Food and drink: Triomphe, the hotel’s romantic but pricey Nouvelle French restaurant has closed. But the area is jam-packed with places to eat including DB Bistro Moderne at the City Club Hotel next door as well as the restaurants at the Royalton, Sofitel and Algonquin on the same block. There’s also an agreeably priced Red Flame diner, a Greek classic, that’s steps away.
As mentioned earlier, Lantern’s Keep, the hotel speakeasy bar, is set to reopen soon. On of Midtown’s first speakeasies, it was known for adventurous craft cocktails and a cozy vibe. If the lantern next to the hotel’s front door is lighted, the bar is open. Good luck scoring a seat.
Surroundings: We love this block. Almost high-rise free, it contains six stylish hotels, clubs galore (Harvard, Penn, Mariners) and appealing architecture straight out of a black-and-white movie or a Wee Gee photograph. Times Square and the Theater District, Grand Central Station, Bryant Park and the New York Public library are nearby. Rockefeller Center, the Empire State Building, Fifth Avenue shopping and Macy’s are only slightly further afield. Subways are several blocks away; bus stops are steps away.

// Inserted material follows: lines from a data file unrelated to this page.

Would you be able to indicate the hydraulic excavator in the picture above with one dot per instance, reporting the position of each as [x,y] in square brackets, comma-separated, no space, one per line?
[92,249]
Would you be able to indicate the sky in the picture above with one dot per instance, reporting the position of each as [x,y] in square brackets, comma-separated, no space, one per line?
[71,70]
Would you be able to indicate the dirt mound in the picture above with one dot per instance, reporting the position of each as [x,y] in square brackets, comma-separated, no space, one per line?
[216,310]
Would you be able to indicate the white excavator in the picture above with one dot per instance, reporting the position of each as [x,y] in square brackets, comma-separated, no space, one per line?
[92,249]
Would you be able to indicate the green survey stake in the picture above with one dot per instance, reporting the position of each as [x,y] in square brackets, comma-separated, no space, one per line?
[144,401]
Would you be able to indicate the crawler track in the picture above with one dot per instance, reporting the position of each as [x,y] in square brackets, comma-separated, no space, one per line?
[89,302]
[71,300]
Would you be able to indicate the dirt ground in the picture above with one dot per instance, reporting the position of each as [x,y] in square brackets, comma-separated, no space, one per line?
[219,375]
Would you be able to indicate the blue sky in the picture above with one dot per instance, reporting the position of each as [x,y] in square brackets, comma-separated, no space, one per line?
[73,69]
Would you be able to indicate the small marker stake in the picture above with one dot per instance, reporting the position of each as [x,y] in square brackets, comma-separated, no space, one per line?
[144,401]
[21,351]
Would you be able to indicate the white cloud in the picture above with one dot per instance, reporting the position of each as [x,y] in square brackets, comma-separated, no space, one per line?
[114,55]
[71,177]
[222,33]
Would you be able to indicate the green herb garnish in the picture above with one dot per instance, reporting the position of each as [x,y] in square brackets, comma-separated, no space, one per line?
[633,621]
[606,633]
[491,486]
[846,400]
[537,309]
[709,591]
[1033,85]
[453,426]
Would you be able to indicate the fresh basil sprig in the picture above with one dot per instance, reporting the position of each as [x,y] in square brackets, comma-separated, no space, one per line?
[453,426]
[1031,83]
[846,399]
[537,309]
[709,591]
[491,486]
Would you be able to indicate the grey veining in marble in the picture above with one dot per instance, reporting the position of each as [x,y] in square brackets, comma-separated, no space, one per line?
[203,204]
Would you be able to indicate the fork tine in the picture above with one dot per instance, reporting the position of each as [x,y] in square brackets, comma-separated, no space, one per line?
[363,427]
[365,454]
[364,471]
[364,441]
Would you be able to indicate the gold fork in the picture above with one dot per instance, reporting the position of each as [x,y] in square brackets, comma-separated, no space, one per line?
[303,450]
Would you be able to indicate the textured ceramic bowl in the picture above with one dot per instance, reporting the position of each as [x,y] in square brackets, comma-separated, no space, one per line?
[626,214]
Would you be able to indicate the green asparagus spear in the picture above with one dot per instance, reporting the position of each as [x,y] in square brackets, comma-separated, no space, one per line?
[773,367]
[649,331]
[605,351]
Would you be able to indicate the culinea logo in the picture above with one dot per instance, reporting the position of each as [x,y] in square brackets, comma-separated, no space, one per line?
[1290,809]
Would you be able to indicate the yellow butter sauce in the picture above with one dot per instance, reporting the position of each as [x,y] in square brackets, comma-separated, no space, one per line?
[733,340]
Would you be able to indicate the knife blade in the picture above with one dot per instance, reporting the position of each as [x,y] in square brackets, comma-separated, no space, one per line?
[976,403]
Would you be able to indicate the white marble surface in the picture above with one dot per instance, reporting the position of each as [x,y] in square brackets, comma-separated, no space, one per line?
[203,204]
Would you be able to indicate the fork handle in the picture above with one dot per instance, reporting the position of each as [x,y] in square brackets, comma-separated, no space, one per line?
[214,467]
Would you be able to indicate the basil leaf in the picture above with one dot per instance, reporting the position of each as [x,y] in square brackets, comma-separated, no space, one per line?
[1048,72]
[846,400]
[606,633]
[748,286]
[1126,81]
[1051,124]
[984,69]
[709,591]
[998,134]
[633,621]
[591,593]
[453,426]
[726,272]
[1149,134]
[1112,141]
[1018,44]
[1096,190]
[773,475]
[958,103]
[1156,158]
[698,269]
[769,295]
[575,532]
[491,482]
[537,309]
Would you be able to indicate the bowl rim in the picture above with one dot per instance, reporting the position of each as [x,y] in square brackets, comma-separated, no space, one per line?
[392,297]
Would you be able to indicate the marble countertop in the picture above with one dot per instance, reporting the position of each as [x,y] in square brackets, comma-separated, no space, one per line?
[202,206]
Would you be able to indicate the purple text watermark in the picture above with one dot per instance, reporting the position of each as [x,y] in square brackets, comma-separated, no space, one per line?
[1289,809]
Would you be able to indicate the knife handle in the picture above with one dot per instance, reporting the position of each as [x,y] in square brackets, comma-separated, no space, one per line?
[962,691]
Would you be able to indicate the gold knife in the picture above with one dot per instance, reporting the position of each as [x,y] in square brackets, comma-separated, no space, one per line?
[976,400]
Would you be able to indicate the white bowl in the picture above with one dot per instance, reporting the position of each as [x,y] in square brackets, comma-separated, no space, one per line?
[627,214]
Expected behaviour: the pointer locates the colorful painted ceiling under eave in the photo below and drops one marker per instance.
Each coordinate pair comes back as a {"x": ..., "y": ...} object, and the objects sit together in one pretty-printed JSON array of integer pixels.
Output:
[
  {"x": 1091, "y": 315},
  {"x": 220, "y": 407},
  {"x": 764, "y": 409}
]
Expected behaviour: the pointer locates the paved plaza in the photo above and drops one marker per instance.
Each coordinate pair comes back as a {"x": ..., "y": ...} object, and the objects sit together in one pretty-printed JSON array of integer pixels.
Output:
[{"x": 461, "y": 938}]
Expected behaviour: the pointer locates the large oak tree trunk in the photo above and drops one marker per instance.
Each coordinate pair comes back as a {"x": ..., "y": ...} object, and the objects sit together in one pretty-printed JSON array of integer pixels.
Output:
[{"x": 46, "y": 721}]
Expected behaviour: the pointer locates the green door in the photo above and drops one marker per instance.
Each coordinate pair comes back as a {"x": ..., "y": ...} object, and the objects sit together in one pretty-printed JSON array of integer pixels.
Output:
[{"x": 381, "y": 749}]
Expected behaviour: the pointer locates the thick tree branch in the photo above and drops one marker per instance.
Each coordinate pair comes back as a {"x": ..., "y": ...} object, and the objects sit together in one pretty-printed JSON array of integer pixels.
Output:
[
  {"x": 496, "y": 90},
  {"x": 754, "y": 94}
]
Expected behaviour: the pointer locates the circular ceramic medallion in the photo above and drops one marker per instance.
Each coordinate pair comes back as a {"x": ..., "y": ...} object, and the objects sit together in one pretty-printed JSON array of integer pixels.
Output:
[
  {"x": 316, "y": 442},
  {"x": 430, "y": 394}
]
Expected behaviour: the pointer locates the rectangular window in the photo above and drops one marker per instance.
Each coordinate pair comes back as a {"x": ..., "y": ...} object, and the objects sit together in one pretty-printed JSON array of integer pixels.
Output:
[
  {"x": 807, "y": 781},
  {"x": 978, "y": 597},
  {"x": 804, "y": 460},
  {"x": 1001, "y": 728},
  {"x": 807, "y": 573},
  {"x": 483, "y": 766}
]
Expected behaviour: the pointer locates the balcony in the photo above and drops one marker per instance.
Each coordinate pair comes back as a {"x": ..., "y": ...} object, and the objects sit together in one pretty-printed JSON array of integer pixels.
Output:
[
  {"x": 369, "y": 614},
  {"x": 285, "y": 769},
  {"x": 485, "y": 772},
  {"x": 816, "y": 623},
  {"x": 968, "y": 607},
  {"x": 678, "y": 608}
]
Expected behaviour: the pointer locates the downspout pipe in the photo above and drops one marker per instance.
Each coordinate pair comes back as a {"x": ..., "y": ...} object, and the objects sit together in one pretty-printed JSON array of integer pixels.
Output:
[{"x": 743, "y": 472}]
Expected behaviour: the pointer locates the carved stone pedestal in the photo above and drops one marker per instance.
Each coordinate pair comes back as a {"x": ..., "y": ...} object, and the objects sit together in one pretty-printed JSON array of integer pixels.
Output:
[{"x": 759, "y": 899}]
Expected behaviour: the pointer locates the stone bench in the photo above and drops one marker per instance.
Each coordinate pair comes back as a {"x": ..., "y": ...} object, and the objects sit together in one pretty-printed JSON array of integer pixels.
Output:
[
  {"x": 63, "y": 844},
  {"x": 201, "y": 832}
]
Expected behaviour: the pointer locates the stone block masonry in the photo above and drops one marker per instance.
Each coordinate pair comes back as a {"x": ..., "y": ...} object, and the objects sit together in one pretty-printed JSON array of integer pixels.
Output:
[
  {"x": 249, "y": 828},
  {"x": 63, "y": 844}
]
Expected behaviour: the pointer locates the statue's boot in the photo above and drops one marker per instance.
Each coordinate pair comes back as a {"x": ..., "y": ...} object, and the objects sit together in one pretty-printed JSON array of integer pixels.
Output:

Back story: The Algonquin had Dorothy Parker and the Vicious Circle, but the Iroquois had cool, ie: James Dean, who lived here from 1951 to ‘52, before the Frette sheets – and Rebel without a Cause. In less palmy days, the hotel restaurant was the memorabilia-filled James Dean bar.
Following the 1997 renovation, the photos, playbills and autographs landed in the James Dean Suite (room 803), now just a memory following this latest refurbishment. If you’re a fan, console yourself at www.jamesdeangallery.com.
Keep in mind: Closet space is minimal. Back rooms sometimes hear the hum of the generator next door at the Sofitel.